According to Alexander Efremov, Head of Energy Management Department, the company spends the most money on natural gas and electricity, the prices for which have risen sharply, out of all the energy resources purchased. He also noted that electricity is used not only to run production equipment but also to illuminate shop buildings and other premises. Thousands of different lighting fixtures with different types of lamps are used to illuminate numerous buildings and structures. Among them are outdated, inefficient and uneconomical incandescent lamps, sodium lamps and others.
“Modern achievements in this area have proven that LED lighting fixtures are many times more powerful and economical: A 10-watt economy lamp gives as much light as a 100-watt incandescent lamp. In addition, in many workshop buildings and structures, the lighting level ranges from 30 to 70 lux, while the standards require at least 200. So the need for changes is urgent,” explained Yefremov.

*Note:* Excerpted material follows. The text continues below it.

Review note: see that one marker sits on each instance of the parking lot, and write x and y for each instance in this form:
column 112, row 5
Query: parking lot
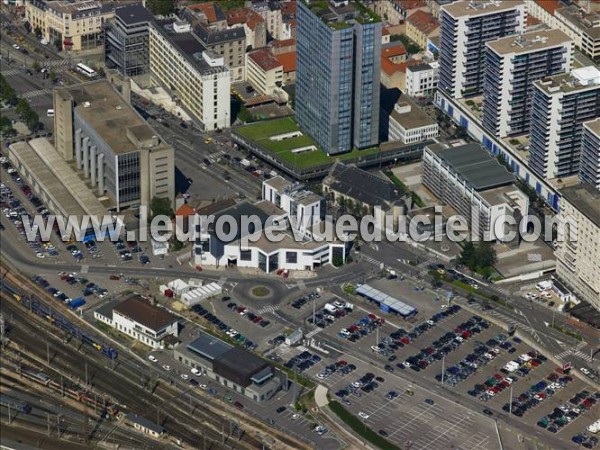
column 402, row 412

According to him, the modernization requires significant funds, so the experts decided to use energy service contracts, where the contracted energy company replaces the lighting system at its own expense and then receives money from energy savings together with the enterprise.
“The quality of the services and equipment provided by Ukrainian energy companies was very high. The pilot project of the program started at the end of 2020 in Rolling Shop No. 3. The modernization was completed in May 2021. We took measurements and received at least 200 lux, and the first months of using the new lighting showed the reliability and savings we expected. The next participants in the program were the first ore dressing and crushing plants of the Mining Department. We have achieved considerable savings,” stated the head of the department.
The program continued after the full-scale invasion. The main buildings of a number of shops, as well as ROF-2, SPC-1, BOF Shop, Blooming Shop and other shops, received new powerful, economical lighting. Some units modernized systems at additional facilities. The implementation is ongoing at Sinter Shop 2. Several other shops are next in line.
“We sign a long-term contract with the contractor, and together we measure and record the current level of lighting and electricity consumption. Then our partners completely change the equipment – switches, electrical wires, lamps and fixtures. Then, on a monthly basis, we record energy consumption and calculate the savings compared to pre-modernization costs. During these contract years, the contractor maintains and repairs the equipment,” explained Yefremov.
“ArcelorMittal Kryvyi Rih is the largest rolled steel producer in Ukraine. It specializes in long products, including rebar and wire rod.
ArcelorMittal owns the largest mining and metallurgical plant in Ukraine, ArcelorMittal Kryvyi Rih, and a number of small companies, including ArcelorMittal Berislav.